Late Nacewa double guides Leinster past Racing for fourth Euro title

Bilbao (Spain) (AFP) –


Two late Isa Nacewa penalties saw Leinster beat Racing 92 15-12 to claim a record-equalling fourth European title at the San Mames stadium in Bilbao on Saturday.

The Irish province, who matched Toulouse's four continental triumphs having previously won in 2009, 2011 and 2012, completed their European campaign unbeaten in nine games.

It also meant that Leo Cullen, who won the European Cup three times as a Leinster player, became the first person to lift the trophy both as player and as coach.

"Racing are world class. Johnny Sexton said that it would be a Test match all week. They have got the best defence in the tournament, but fortunately we have got the genius Johnny to marshall us around the pitch," Nacewa told BT Sport.

Racing were dealt a blow just before kick-off when All Blacks legend Dan Carter withdrew from the bench with a hamstring injury. South African Pat Lambie started at 10 but didn't last three minutes before injuring his knee, Remi Tales taking over.

"It was frustrating to have to sit there and watch, but we were pipped by a great side," Carter said.

"We stuck in there for the majority of the game, but big matches come down to big moments and we just got those wrong.

"We are like a family and you can see that by how we were defending with everyone working so hard for their mates outside them."

Leinster coach Cullen said he was "absolutely delighted" while acknowledging that it had been a "very hard day".

"We had some chances that we couldn't put them away and Racing rose to the occasion.
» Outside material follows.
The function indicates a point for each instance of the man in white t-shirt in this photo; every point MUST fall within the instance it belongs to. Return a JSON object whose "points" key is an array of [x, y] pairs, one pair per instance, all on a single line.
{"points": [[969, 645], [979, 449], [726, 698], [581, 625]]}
We showed some great composure in the second-half even if it was painful to watch sometimes," the former lock said.

A high Garry Ringrose tackle following Lambie's early injury saw Teddy Iribaren, deputising for the injured Maxime Machenaud at scrum-half, open the scoring with a penalty in a tight game where defence was the winner and wide, expansive attack never an option.

Leinster, boasting a host of players who helped Ireland to the Six Nations Grand Slam this season, came out of their shell on the quarter-hour mark, Jonny Sexton marshalling midfield in waves of attacks.

The Irish province's veteran New Zealand-born captain Nacewa, who retires at the end of the season, broke the line, but the winger capped once by Fiji was hauled back by opposite number Teddy Thomas.

An infringement by the Parisians saw Sexton knock over a simple penalty to draw the scores level, but Iribaren restored the lead with his second three-pointer.

Using flanker Dan Leavy as the main hitman for flat ball as Leinster played percentages around the gainline, the Irish started to make inroads.

- Heroic Racing defence -

But Racing's heroic defence in the face of Leinster's increasing dominance of possession held firm and when Sexton opted to run a kickable penalty, hooker Camille Chat was in place to pluck the ball from Leavy's arms at a ruck to win a penalty and the Parisians cleared their lines.

Racing's giant Fijian lock Leone Nakarawa was lucky not to be shone a yellow card after a deliberate knock-on with Leinster again on the front foot.

This time, Sexton made no mistake and booted his second penalty to again equalise the scores at 6-6 going into half-time.

Iribaren nailed his third penalty five minutes into the second period as Racing tested the Irish defence.

Sexton badly fluffed a long-range effort as Leinster, for all their territorial dominance, couldn't quite find their rhythm amid Racing's desperate, hard-hitting defence.

The Ireland fly-half was more successful with his fourth kick, pulling the sides level, with signs of fatigue heralding a raft of replacements.

Tales and Racing's South African-born France flanker Bernard Le Roux were then penalised at a ruck, but Sexton went wide with a monster 48-metre penalty, mirrored shortly after by Iribaren.

With 10 minutes to play, Leinster brought down a maul and it was the unheralded Iribaren, who previously played for Montpellier and Brive, who booted Racing into the lead with his fourth penalty.

Leinster responded immediately, Australian flanker Scott Fardy exploding down the wing.

Offside in midfield and Nacewa stepped up to, once again, draw his Irish side level.

Another offside in front of their posts and Racing were made to pay, Nacewa kicking his second penalty to hand Leinster a 15-12 lead, Tales going wide with an injury-time drop-goal that would have seen added time.